Nave v. Baird

Perkins, J.

Baird sued Nave upon a promissory note for 200 dollars.

Answer by way of counter-claim, alleging that the note was given in consideration that said Baird, an attorney at law, should attend to a certain cause then pending against said Nave in the. Fountain Circuit Court; that Baird did not, in a skillful manner, conduct the defense of the cause, *319and refused to obey the instructions of his client in these particulars, viz.: that he refused to apply for a change of venue therein, and refused to put in the testimony of certain witnesses. It is further alleged that judgment went against Nave, whereby he was damaged 3,000 dollars, which amount, he claims, should be adjudged in his favor against Baird.

A jury was called to try the issue made. Verdict for ■the plaintiff, upon which the Court rendered judgment.

It is often very difficult for an attorney to determine, in a difficult, critical case, the proper steps to be taken in its prosecution or defense. A small circumstance, a slight injudicious move, may have an extremely prejudicial influence. A change of venue, injudiciously taken, may be construed to imply a consciousness of a bad cause; and an unsuccessful attempt to prove facts affecting prejudicially the character of the opposite party, or any of his witnesses, may so recoil as to turn the scale, in a doubtful case, against the party, attempting it. In such cases, it is the duty of the attorney to advise his client to the best of his judgmént; and it is generally the wiser course for the client to act upon the advice so given; but if he is unwilling to do so, it is safer for the attorney to follow the instructions of his client, so far as the rules of law may permit. But if he does not do so, and the client sues for damages, it will devolve upon him to show, presumptively, that he was injured by the course pursued by the attorney, in order to recover more, at least, than nominal damages.

In this case, it is not proved that the client positively insisted upon a change of venue, though he advised it. Nor is it shown that a case existed in which he could have obtained one. It has been decided that a second application for a change of venue will scarcely be tolerated (Millison v.
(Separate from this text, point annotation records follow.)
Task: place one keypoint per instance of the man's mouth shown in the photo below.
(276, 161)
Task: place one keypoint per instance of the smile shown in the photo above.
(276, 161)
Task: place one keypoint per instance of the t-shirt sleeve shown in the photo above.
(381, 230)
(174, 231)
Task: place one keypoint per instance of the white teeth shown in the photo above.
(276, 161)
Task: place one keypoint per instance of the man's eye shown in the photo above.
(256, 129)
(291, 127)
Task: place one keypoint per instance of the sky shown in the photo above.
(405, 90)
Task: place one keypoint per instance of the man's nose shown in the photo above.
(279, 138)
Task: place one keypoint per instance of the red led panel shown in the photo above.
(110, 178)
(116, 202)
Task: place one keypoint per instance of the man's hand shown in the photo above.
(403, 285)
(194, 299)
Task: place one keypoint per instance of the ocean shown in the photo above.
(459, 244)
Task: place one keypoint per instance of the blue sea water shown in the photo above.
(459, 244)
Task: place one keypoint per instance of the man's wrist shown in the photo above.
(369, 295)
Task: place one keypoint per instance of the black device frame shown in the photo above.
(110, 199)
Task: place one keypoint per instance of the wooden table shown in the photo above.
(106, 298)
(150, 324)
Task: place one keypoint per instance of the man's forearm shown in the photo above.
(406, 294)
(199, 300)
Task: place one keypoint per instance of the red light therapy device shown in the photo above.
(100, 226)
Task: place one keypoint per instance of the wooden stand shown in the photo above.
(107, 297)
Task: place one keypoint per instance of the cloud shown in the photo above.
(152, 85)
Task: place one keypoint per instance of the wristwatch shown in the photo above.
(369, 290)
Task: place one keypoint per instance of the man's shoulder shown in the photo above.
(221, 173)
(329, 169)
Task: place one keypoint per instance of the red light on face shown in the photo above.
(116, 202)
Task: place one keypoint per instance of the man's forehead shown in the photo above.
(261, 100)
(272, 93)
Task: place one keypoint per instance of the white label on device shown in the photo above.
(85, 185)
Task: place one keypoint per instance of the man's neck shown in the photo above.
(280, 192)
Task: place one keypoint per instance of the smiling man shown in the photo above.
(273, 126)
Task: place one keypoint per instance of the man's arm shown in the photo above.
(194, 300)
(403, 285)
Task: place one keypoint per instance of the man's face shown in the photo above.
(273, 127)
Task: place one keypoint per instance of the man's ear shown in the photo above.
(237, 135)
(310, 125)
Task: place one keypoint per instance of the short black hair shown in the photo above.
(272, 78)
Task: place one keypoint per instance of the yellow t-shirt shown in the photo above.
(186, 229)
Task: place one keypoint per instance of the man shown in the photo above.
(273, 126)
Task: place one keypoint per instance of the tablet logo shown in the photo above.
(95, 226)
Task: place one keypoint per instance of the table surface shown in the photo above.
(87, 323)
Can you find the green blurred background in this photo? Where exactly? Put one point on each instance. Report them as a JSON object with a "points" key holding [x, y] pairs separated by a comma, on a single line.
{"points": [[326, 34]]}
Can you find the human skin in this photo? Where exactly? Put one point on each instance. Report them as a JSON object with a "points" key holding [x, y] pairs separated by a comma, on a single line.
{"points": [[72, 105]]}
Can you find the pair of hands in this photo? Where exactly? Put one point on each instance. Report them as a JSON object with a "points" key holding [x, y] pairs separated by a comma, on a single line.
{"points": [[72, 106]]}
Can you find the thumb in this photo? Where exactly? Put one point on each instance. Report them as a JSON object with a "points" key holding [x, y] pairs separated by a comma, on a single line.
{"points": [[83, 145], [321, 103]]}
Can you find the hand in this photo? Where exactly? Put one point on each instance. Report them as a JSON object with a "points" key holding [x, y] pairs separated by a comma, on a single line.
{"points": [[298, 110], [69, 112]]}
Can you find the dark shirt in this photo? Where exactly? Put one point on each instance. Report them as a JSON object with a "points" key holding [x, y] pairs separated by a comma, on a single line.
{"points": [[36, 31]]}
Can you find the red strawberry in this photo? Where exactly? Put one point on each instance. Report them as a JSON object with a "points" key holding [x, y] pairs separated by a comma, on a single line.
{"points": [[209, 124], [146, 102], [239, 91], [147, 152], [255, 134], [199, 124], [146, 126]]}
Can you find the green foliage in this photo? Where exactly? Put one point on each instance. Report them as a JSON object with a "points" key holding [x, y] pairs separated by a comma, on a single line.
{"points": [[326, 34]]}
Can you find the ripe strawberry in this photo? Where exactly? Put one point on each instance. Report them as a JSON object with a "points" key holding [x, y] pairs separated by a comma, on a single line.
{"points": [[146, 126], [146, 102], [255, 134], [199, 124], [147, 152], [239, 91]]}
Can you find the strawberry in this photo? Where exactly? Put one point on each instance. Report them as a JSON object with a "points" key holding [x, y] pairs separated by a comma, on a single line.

Holmes, 1 Ind. R. 45); and, upon the same principle, we think, a second change would scarcely be granted upon the application of the same party; while repeated application would place an unfavorable aspect upon the party’s cause.

The evidence which the attorney refused to put into the *320cause, is incorporated in this record. It justifies the course 0f the attorney; it entirely fails to prove the point to which it was to be offered, and is of a character highly calculated to prejudice the cause of the party who should introduce it. '

M. Nave, in person. S. C. Willson and J. E. McDonald, for the appellees.

There is another point in the case. Associated with Mr. Baird, in the defense, were Messrs. Lane and Willson, of Crawfordsville. They were present at the consultations between Mr. Nave and Mr. Baird; and Mr. Baird, on the trial of this cause, to rebut .testimony introduced by Mr. Nave, as to what transpired in those consultations, offered Mr. Willson as a witness. Mr. Nave objected to his testifying, on the ground that he was not competent to disclose confidential communications.

As a general proposition, an attorney cannot, as’ a witness against his client, disclose such communications. But the rule does not apply where the client sues the attorney for disobeying instructions alleged to have been given in such consultations, and for unskillfully managing a cause upon information given to him by his client in them.

Upon the whole we see no error in the case.

Per Curiam.

The judgment is affirmed with 5 per cent, damages and costs.